To evaluate the models, use the `few_shot_evaluate.py` script. The command-line arguments are the following (the descriptions that are the same as in Training, are omitted):

### Arguments

- `--dataset`

- `--data_dir`

- `--method`

- `--dist`

- `--model`:
The trained model to be used for evaluation.
**Default**: `baseline`

- `--N`:
The number of tags/labels to include in the evaluation (N-way).
**Default**: `5`

- `--K`:
The number of support items (examples) per label (K-shot).
**Default**: `3`

- `--type`:
Specifies whether to evaluate on "Base" classes (seen during training), "Novel" classes (not seen during training), or both "Base & Novel".
**Options**:
- `base`: Use "Base" classes (classes seen during training).
- `novel`: Use "Novel" classes (classes not seen during training).
- `both`: Use both "Base & Novel" classes.
**Default**: `novel`

- `--source`:
The directory from which to load the pre-trained model.
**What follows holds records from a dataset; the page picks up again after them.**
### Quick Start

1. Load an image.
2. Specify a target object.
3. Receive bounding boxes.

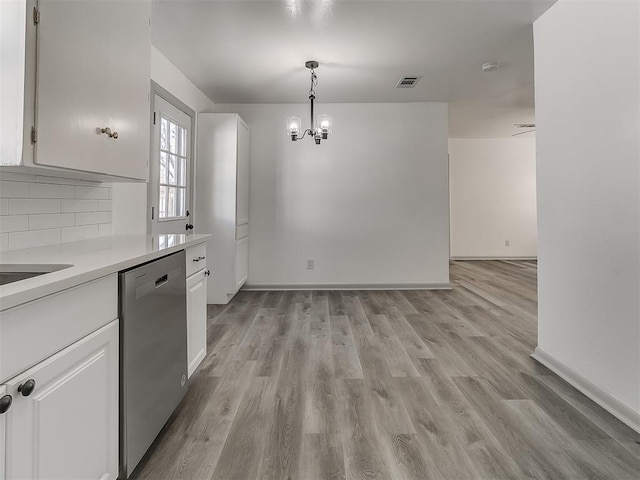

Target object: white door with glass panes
[149,95,193,234]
For example, you can load a model from the `magnatagatune` dataset or a pre-trained model directory like `pretrained/makam`.
**Default**: `magnatagatune`

- `--run_idx`

- `--device`

### Example commands

We use "magnatagatune" dataset for the following evaluation examples.

- evaluate on a `5-way 3-shot` task with `novel` classes, a **from scratch** model that was trained with "LC-Protonets" method:
```bash
python few_shot_evaluate.py --dataset "magnatagatune" --data_dir "/__path_to__/magnatagatune" --method "LCP" --dist "cos" --model "LCP" --N "5" --K "3" --type "novel" --source "magnatagatune" --run_idx "1" --device 'cuda:0'
```

- evaluate on a `15-way 3-shot` task with `novel` classes, a **full fine-tuning** model that was trained with "ML-PNs" method:
```bash
python few_shot_evaluate.py --dataset "magnatagatune" --data_dir "/__path_to__/magnatagatune" --method "baseline" --dist "cos" --model "baseline_from_magnatagatune" --N "15" --K "3" --type "novel" --source "magnatagatune" --run_idx "1" --device 'cuda:0'
```

- evaluate on a `30-way 3-shot` task with `both` classes, a **fine-tuning of the last layer** model that was trained with "One-vs.-Rest" method:
```bash
python few_shot_evaluate.py --dataset "magnatagatune" --data_dir "/__path_to__/magnatagatune" --method "OvR" --dist "cos" --model "OvR_from_magnatagatune" --N "30" --K "3" --type "both" --source "magnatagatune" --run_idx "1" --device 'cuda:0'
```

- evaluate on a `60-way 3-shot` task with `both` classes, a **pre-trained without any fine-tuning** model using the "LC-Protonets" method on top of the pre-trained `vgg_ish` backbone:
```bash
python few_shot_evaluate.py --dataset "magnatagatune" --data_dir "/__path_to__/magnatagatune" --method "LCP" --dist "cos" --model "vgg_ish" --N "60" --K "3" --type "both" --source "pretrained/magnatagatune" --run_idx "1" --device 'cuda:0'
```

### Naming Conventions of the Evaluation Results

The evaluation results are saved in the `evaluation/{dataset}` directory using the following naming conventions:

- `{N}_way_{type}_{method}_{dist}.pth`: For evaluating a model trained "from scratch".
- `{N}_way_{type}_{method}_from_{dataset}_{dist}.pth`: For evaluating a model with "full fine-tuning".
- `{N}_way_{type}_{method}_from_{dataset}_f_{dist}.pth`: For evaluating a model with "fine-tuning of the last layer".
- `{N}_way_{type}_{method}_pretrained_vgg_ish_{dist}.pth`: For evaluating a "pre-trained without any fine-tuning" model.

Each evaluation file contains:
- Macro-F1 and Micro-F1 scores
- A per-tag classification report for the model
- Process insights:
- The number of prototypes (an aspect of interest for the LC-Protonets method)
- The number of unique items in the support set and the query set
- The mean ground truth and predicted labels per item
- Total execution time (particularly useful for evaluating the scalability of the LC-Protonets method)

## License

This project is licensed under the MIT License. See the [LICENSE](LICENSE) file for details.